Countless dean lunches result in significant consequences. Middle School Dean Alia Carponter-Walker reiterated the dean’s lunch “scale,” in an email to The Polygon. Each Dean Lunch requires students to complete a reflection sheet. If students are tardy to or miss a Dean Lunch they must attend an additional one. The following are the disciplinary correlations for these Middle School behavioral violations:


1 Deans Lunch = Email home to share next steps and explain the situation


3 Deans Lunches = In-School Suspension (ISS)


1 Infraction post ISS = Out-of-School Suspension (OSS)


1 Infraction post OSS = Disciplinary Warning


Many students seemed petrified when they first heard about Poly’s new form of discipline. An eerie silence grew in the theater when it was introduced.

To some, the system may appear overkill, but it is not without a purpose. “I don’t want people to think that dean’s lunches are just for someone to be in trouble. I think a lot of people see it as punitive, unruly — just a punishment. And I like to think about every opportunity to learn and grow, so I want people to think of it as a different way to think about an issue,” said Middle School Dean Peter Soto.

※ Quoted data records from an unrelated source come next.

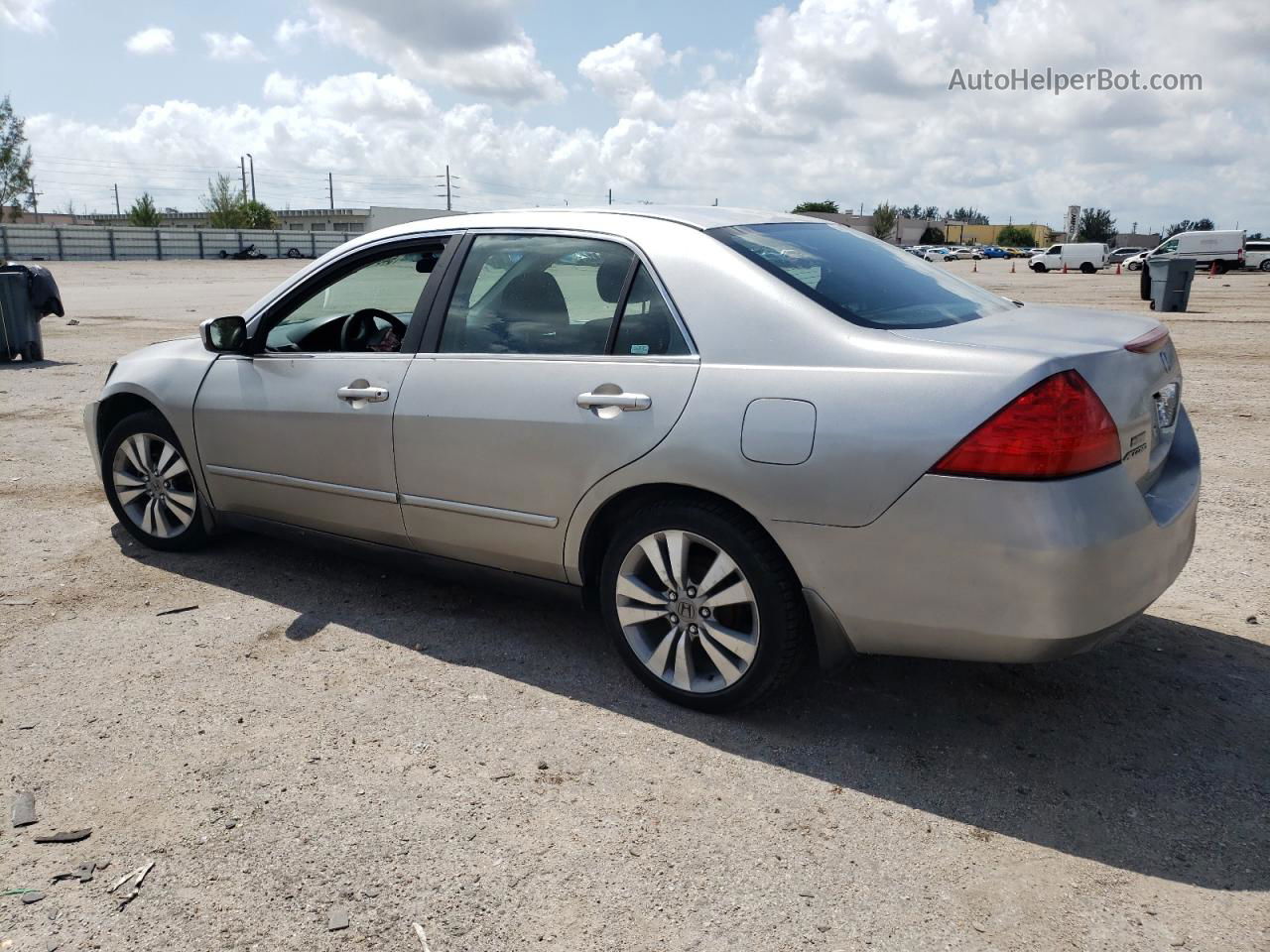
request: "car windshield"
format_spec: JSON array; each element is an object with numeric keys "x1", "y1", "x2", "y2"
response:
[{"x1": 708, "y1": 222, "x2": 1012, "y2": 329}]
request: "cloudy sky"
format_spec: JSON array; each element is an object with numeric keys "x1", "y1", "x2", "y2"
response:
[{"x1": 0, "y1": 0, "x2": 1270, "y2": 231}]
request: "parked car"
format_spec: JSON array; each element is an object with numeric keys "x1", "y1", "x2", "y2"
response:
[
  {"x1": 1107, "y1": 248, "x2": 1147, "y2": 264},
  {"x1": 1243, "y1": 241, "x2": 1270, "y2": 272},
  {"x1": 1147, "y1": 231, "x2": 1246, "y2": 274},
  {"x1": 1028, "y1": 241, "x2": 1107, "y2": 274},
  {"x1": 83, "y1": 207, "x2": 1201, "y2": 711}
]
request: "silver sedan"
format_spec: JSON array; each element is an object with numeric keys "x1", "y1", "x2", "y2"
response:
[{"x1": 85, "y1": 208, "x2": 1201, "y2": 711}]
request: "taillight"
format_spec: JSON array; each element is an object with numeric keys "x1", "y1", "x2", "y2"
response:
[
  {"x1": 1124, "y1": 327, "x2": 1169, "y2": 354},
  {"x1": 931, "y1": 371, "x2": 1120, "y2": 480}
]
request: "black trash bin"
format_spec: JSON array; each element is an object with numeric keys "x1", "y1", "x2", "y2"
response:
[
  {"x1": 0, "y1": 264, "x2": 66, "y2": 363},
  {"x1": 1143, "y1": 258, "x2": 1195, "y2": 311}
]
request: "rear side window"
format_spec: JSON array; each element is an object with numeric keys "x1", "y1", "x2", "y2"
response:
[
  {"x1": 440, "y1": 235, "x2": 689, "y2": 357},
  {"x1": 708, "y1": 222, "x2": 1013, "y2": 329}
]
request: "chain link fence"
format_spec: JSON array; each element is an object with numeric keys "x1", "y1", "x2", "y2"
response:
[{"x1": 0, "y1": 225, "x2": 355, "y2": 262}]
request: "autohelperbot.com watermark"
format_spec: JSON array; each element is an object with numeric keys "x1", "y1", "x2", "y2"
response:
[{"x1": 949, "y1": 66, "x2": 1204, "y2": 95}]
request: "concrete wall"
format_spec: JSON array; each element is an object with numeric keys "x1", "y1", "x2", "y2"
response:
[{"x1": 0, "y1": 223, "x2": 353, "y2": 262}]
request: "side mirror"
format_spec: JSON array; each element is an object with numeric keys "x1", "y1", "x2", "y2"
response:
[{"x1": 198, "y1": 314, "x2": 246, "y2": 354}]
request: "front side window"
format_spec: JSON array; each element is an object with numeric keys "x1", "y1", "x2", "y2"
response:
[
  {"x1": 708, "y1": 222, "x2": 1013, "y2": 329},
  {"x1": 440, "y1": 235, "x2": 687, "y2": 357},
  {"x1": 266, "y1": 241, "x2": 444, "y2": 353}
]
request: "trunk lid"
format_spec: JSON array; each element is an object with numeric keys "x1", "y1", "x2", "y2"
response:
[{"x1": 892, "y1": 304, "x2": 1181, "y2": 491}]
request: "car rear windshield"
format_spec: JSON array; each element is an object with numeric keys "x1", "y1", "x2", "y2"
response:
[{"x1": 708, "y1": 222, "x2": 1012, "y2": 330}]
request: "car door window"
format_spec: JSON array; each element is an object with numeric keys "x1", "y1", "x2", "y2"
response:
[
  {"x1": 440, "y1": 235, "x2": 635, "y2": 355},
  {"x1": 264, "y1": 241, "x2": 444, "y2": 353},
  {"x1": 613, "y1": 264, "x2": 690, "y2": 357}
]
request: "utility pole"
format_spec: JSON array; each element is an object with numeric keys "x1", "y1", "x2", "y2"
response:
[{"x1": 432, "y1": 163, "x2": 458, "y2": 212}]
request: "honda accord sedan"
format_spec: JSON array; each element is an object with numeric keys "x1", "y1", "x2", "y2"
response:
[{"x1": 85, "y1": 208, "x2": 1201, "y2": 711}]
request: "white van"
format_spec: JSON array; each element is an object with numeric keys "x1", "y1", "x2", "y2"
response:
[
  {"x1": 1243, "y1": 241, "x2": 1270, "y2": 272},
  {"x1": 1147, "y1": 231, "x2": 1246, "y2": 274},
  {"x1": 1028, "y1": 241, "x2": 1111, "y2": 274}
]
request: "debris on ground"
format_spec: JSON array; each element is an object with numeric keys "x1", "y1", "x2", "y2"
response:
[
  {"x1": 36, "y1": 829, "x2": 92, "y2": 843},
  {"x1": 13, "y1": 789, "x2": 38, "y2": 826},
  {"x1": 107, "y1": 860, "x2": 155, "y2": 908},
  {"x1": 155, "y1": 606, "x2": 198, "y2": 618}
]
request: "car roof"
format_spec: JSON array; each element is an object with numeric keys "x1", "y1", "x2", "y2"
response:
[{"x1": 378, "y1": 205, "x2": 826, "y2": 231}]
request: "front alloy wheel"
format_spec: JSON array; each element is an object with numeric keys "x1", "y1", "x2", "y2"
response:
[
  {"x1": 101, "y1": 410, "x2": 207, "y2": 549},
  {"x1": 110, "y1": 432, "x2": 198, "y2": 539},
  {"x1": 616, "y1": 530, "x2": 759, "y2": 694}
]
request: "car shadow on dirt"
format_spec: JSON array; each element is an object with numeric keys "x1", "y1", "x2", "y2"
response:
[{"x1": 114, "y1": 527, "x2": 1270, "y2": 892}]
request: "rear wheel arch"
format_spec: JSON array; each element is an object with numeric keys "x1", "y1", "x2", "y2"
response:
[{"x1": 577, "y1": 482, "x2": 798, "y2": 607}]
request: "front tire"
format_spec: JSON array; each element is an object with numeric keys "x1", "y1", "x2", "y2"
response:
[
  {"x1": 101, "y1": 410, "x2": 207, "y2": 552},
  {"x1": 599, "y1": 499, "x2": 809, "y2": 712}
]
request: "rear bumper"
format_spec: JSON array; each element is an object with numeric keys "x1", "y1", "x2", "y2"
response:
[{"x1": 770, "y1": 412, "x2": 1201, "y2": 661}]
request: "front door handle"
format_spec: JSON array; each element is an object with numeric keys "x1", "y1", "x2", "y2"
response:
[
  {"x1": 335, "y1": 380, "x2": 389, "y2": 408},
  {"x1": 577, "y1": 394, "x2": 653, "y2": 410}
]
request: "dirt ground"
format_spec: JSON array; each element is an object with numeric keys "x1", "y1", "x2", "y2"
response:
[{"x1": 0, "y1": 262, "x2": 1270, "y2": 952}]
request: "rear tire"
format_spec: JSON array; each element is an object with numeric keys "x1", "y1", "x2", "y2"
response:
[
  {"x1": 101, "y1": 410, "x2": 208, "y2": 552},
  {"x1": 599, "y1": 499, "x2": 811, "y2": 713}
]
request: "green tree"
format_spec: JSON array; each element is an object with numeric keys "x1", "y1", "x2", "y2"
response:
[
  {"x1": 242, "y1": 198, "x2": 278, "y2": 228},
  {"x1": 872, "y1": 202, "x2": 899, "y2": 241},
  {"x1": 793, "y1": 199, "x2": 838, "y2": 214},
  {"x1": 0, "y1": 94, "x2": 35, "y2": 221},
  {"x1": 128, "y1": 191, "x2": 163, "y2": 228},
  {"x1": 997, "y1": 225, "x2": 1036, "y2": 248},
  {"x1": 1161, "y1": 218, "x2": 1215, "y2": 241},
  {"x1": 1076, "y1": 208, "x2": 1115, "y2": 245},
  {"x1": 203, "y1": 174, "x2": 250, "y2": 228}
]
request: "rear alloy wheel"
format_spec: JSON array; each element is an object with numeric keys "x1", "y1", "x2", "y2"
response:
[
  {"x1": 600, "y1": 503, "x2": 807, "y2": 711},
  {"x1": 101, "y1": 412, "x2": 207, "y2": 549}
]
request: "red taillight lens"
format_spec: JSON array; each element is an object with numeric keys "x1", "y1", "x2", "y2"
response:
[{"x1": 931, "y1": 371, "x2": 1120, "y2": 480}]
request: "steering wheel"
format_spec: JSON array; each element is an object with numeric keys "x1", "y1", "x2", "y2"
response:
[{"x1": 339, "y1": 307, "x2": 405, "y2": 352}]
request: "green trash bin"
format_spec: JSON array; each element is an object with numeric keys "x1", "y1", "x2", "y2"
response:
[{"x1": 1143, "y1": 258, "x2": 1195, "y2": 312}]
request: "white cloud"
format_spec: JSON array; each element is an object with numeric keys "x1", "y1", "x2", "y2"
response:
[
  {"x1": 124, "y1": 27, "x2": 177, "y2": 56},
  {"x1": 305, "y1": 0, "x2": 564, "y2": 104},
  {"x1": 262, "y1": 71, "x2": 300, "y2": 103},
  {"x1": 203, "y1": 33, "x2": 264, "y2": 60},
  {"x1": 0, "y1": 0, "x2": 54, "y2": 33},
  {"x1": 27, "y1": 0, "x2": 1270, "y2": 230}
]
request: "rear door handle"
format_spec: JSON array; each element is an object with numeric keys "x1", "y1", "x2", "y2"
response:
[
  {"x1": 577, "y1": 394, "x2": 653, "y2": 410},
  {"x1": 335, "y1": 381, "x2": 389, "y2": 407}
]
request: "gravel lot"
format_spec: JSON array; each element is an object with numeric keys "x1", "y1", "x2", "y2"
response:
[{"x1": 0, "y1": 262, "x2": 1270, "y2": 952}]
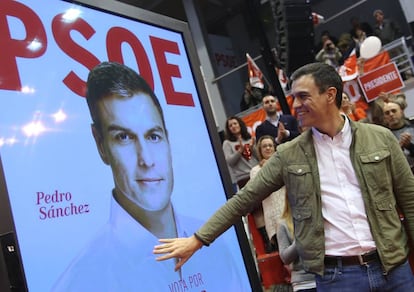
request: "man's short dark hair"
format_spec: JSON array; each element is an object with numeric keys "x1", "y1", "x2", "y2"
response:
[
  {"x1": 86, "y1": 62, "x2": 167, "y2": 133},
  {"x1": 290, "y1": 63, "x2": 343, "y2": 108}
]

 Although dean’s lunches cannot be given without a warning, one action can be equivalent to multiple dean’s lunches or a greater consequence. “I don’t want people to think that we have dean’s lunches because we have bad students,” added Del Valle. “We are having dean’s lunches to become more thoughtful and reflective about the choices we make as students, and just as importantly, as members of a bigger community.”